6.30More generally, we will continue to follow the negotiations on the EU Coronavirus Recovery Fund and the EU’s long-term budget closely. We intend to focus primarily on those elements which remain relevant for the UK post-withdrawal (in particular the EU funding programmes in which the UK is seeking continued participation, and the economic impact of the Common Agricultural Policy on British farmers). We will make further Reports to the House as and when appropriate.
6.31We also draw our summary and assessment of the Recovery Fund to the attention of the Business, Energy and Industrial Strategy Committee, the Committee on the Future Relationship with the EU, and the Treasury Committee.
The EU Coronavirus Recovery Instrument: options for UK participation in the “InvestEU” programme
Thank you for your Explanatory Memorandum on the European Commission’s proposals of 27 May 2020 for a €750 billion EU Coronavirus Recovery Instrument. We have taken note of your confirmation that the UK will not be required to contribute to this new EU fund and, as a consequence, will also not receive any financial support from it. The Committee nevertheless considers that the Recovery Instrument may have political and economic implications for the UK, as we will set out in our forthcoming Report.
The Committee has also asked me to raise a specific issue with you in relation to one particular element of the Coronavirus Recovery Instrument: the draft “InvestEU” programme, which builds on an earlier proposal released in 2018 as part of the EU’s next long-term budget for the 2021–2027 period.
As you will be aware, this scheme aims to leverage hundreds of billions of euros in capital for key sectors of the European economy, by providing investment and loan guarantees from the EU budget for the European Investment Bank (EIB) and other financial intermediaries.
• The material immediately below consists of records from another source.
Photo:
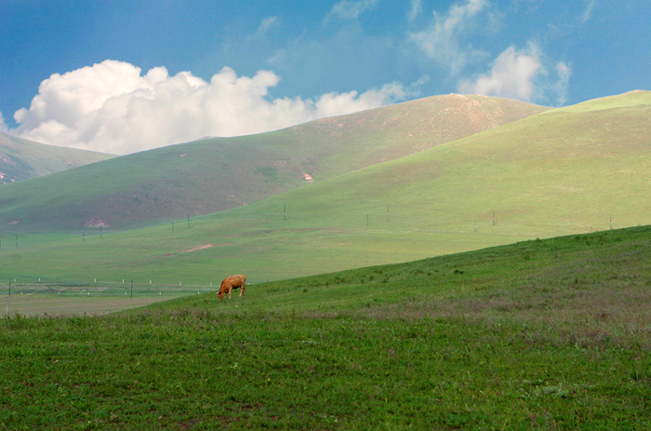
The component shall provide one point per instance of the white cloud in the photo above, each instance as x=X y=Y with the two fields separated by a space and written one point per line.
x=511 y=76
x=441 y=41
x=415 y=11
x=111 y=107
x=266 y=25
x=521 y=75
x=351 y=10
x=564 y=73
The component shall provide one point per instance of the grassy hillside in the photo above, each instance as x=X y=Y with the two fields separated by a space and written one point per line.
x=217 y=174
x=552 y=174
x=21 y=159
x=544 y=334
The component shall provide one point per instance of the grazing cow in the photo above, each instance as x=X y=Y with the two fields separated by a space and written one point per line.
x=230 y=283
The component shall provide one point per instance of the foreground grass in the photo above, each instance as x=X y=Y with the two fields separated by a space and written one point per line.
x=540 y=335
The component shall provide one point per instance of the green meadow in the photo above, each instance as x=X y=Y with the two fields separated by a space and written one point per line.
x=543 y=334
x=573 y=170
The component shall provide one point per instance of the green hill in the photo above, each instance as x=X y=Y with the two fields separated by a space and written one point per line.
x=573 y=170
x=216 y=174
x=549 y=334
x=22 y=159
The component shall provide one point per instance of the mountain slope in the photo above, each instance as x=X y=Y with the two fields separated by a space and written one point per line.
x=561 y=172
x=22 y=159
x=216 y=174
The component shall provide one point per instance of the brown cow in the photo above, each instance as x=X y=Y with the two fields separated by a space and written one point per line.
x=230 y=283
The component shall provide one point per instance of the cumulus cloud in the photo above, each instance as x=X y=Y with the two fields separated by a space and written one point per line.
x=266 y=25
x=415 y=10
x=521 y=75
x=112 y=107
x=441 y=41
x=351 y=10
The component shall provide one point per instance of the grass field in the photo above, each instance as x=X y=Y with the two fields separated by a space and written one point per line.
x=544 y=334
x=573 y=170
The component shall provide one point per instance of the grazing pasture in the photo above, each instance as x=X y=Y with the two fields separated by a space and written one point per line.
x=545 y=335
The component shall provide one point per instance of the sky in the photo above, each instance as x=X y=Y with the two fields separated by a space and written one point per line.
x=124 y=76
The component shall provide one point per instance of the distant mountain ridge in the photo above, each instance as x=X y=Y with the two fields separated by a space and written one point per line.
x=21 y=159
x=210 y=175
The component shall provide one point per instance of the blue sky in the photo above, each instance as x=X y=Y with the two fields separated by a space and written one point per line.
x=124 y=76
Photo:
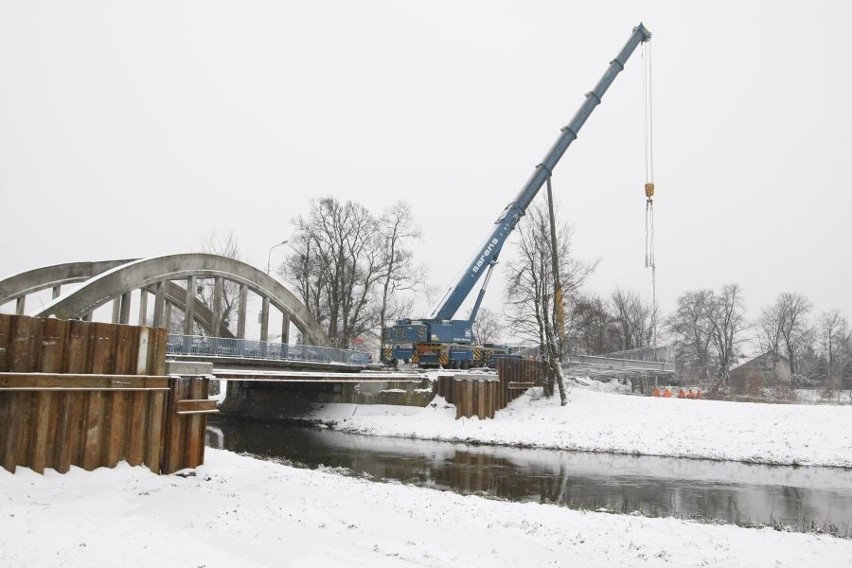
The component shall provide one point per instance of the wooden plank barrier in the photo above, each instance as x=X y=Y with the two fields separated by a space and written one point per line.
x=93 y=394
x=483 y=395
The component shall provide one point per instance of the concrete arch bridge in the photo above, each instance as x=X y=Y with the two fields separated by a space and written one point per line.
x=159 y=285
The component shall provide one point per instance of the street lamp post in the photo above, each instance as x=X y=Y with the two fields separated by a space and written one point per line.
x=269 y=257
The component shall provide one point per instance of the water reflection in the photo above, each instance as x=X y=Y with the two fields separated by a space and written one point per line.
x=801 y=498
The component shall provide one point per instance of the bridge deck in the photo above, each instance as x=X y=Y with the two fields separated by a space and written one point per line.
x=284 y=375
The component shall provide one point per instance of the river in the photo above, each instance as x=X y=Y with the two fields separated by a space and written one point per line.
x=795 y=498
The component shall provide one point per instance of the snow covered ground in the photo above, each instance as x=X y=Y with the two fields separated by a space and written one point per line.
x=239 y=511
x=600 y=421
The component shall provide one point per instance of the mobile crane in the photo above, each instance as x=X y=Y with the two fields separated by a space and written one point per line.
x=443 y=341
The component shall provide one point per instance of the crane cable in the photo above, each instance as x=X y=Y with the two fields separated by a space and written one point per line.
x=649 y=180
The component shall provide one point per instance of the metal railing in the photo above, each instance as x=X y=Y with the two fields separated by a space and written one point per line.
x=204 y=346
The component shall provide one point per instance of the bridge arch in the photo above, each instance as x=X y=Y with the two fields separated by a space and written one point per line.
x=19 y=286
x=156 y=275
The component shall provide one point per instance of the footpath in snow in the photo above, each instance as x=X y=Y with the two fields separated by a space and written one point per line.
x=782 y=434
x=240 y=511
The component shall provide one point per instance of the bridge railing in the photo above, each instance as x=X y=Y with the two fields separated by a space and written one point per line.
x=250 y=349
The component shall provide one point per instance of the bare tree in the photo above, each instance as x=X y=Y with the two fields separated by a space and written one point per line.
x=337 y=266
x=692 y=329
x=487 y=327
x=727 y=324
x=634 y=318
x=785 y=326
x=227 y=245
x=593 y=328
x=530 y=292
x=832 y=332
x=395 y=227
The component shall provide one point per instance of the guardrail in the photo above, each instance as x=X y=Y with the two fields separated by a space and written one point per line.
x=205 y=346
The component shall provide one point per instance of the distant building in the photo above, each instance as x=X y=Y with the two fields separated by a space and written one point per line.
x=766 y=370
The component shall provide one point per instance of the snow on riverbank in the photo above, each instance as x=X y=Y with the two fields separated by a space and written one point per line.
x=597 y=421
x=239 y=511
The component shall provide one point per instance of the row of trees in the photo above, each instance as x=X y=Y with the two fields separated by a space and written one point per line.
x=351 y=267
x=709 y=327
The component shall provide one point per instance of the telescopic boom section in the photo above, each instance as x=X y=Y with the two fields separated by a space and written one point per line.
x=516 y=209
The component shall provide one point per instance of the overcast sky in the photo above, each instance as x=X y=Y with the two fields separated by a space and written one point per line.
x=133 y=129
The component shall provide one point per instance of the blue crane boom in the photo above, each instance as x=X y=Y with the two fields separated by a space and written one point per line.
x=440 y=328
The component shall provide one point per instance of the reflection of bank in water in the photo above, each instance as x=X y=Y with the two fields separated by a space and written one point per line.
x=734 y=492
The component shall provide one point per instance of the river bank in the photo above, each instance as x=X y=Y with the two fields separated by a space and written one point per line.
x=240 y=511
x=600 y=421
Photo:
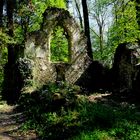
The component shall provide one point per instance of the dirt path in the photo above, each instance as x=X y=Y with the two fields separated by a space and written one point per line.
x=10 y=122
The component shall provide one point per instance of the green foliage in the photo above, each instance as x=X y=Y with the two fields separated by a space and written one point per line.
x=59 y=45
x=60 y=112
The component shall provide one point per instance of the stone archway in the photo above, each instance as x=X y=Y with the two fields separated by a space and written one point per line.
x=37 y=48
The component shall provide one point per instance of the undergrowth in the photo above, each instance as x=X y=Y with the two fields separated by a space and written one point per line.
x=58 y=111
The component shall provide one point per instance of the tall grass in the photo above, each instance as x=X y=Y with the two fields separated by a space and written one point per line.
x=73 y=117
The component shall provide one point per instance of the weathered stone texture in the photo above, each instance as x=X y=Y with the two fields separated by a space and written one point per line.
x=37 y=48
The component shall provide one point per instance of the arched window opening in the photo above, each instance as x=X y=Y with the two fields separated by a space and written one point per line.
x=59 y=46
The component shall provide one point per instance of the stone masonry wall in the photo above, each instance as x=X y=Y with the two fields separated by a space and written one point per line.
x=37 y=48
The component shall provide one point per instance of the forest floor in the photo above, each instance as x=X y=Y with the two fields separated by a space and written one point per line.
x=10 y=123
x=11 y=120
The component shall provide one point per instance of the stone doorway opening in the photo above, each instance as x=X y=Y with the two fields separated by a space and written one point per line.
x=59 y=46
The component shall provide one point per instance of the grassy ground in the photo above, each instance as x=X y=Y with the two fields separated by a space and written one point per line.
x=10 y=123
x=82 y=117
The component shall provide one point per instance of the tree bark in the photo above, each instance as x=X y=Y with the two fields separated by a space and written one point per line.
x=138 y=12
x=86 y=28
x=79 y=13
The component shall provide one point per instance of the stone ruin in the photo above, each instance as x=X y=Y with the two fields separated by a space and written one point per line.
x=37 y=49
x=35 y=64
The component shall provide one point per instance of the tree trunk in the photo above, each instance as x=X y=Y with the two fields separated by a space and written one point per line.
x=87 y=29
x=138 y=12
x=79 y=13
x=101 y=38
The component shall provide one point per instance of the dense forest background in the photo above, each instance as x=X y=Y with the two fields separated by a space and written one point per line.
x=106 y=24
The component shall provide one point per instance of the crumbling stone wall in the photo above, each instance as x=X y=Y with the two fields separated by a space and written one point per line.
x=37 y=48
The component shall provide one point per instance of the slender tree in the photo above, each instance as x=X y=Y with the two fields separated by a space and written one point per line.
x=87 y=28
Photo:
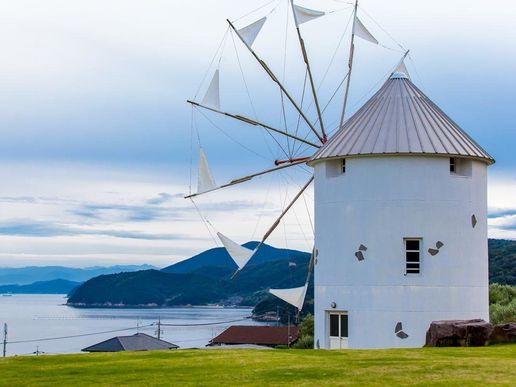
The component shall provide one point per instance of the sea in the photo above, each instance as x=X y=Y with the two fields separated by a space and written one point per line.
x=43 y=324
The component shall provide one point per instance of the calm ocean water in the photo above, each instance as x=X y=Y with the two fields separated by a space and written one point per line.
x=32 y=317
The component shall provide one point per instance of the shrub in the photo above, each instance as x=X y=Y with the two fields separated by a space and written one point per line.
x=304 y=342
x=502 y=303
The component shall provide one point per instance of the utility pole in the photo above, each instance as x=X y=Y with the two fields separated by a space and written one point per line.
x=288 y=331
x=5 y=338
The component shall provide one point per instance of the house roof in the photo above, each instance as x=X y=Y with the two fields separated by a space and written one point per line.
x=136 y=342
x=259 y=335
x=400 y=119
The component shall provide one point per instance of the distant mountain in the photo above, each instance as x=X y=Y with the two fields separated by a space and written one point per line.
x=502 y=261
x=31 y=274
x=203 y=279
x=206 y=279
x=219 y=257
x=58 y=286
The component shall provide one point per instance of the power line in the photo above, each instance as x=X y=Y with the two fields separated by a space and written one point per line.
x=205 y=324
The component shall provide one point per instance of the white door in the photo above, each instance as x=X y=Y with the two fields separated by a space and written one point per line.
x=338 y=330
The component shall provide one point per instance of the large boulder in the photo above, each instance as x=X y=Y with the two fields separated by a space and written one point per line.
x=458 y=333
x=504 y=333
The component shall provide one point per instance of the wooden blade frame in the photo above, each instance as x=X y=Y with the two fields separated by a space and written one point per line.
x=277 y=222
x=280 y=85
x=248 y=177
x=255 y=123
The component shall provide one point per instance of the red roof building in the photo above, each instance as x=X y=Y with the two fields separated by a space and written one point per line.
x=257 y=335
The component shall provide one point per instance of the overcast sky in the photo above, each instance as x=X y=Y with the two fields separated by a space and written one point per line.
x=96 y=136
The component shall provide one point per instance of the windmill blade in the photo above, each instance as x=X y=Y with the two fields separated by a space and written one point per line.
x=302 y=15
x=275 y=224
x=360 y=30
x=277 y=81
x=212 y=96
x=401 y=67
x=250 y=32
x=254 y=123
x=245 y=178
x=294 y=296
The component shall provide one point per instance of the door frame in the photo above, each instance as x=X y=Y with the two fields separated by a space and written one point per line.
x=343 y=340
This would incentivise them to make investments that would otherwise be considered too risky, especially in the current economic climate. The guarantee, to be provisioned for in a multi-billion euro Guarantee Fund financed primarily by the Recovery Instrument, would be used to increase investment in five “windows”: public infrastructure; research and innovation; small businesses; social investment and skills; and — in response to the COVID crisis — a “strategic investment” window for projects in areas such as healthcare, critical infrastructure and security.
Notably, Article 5 of the draft InvestEU Regulation allows non-EU countries to participate in the programme, withthe exception of the strategic investment window. This means that, in return for a financial contribution to the Guarantee Fund — of a size to be agreed jointly by both sides — other countries would be eligible for investment from the European Investment Bank under the four aforementioned “windows” of the scheme (whereas the EIB normally invests primarily in EU Member States). The precise link between the size of the contribution and the share of investment a non-EU country could expect to receive under the scheme would be a matter for negotiation.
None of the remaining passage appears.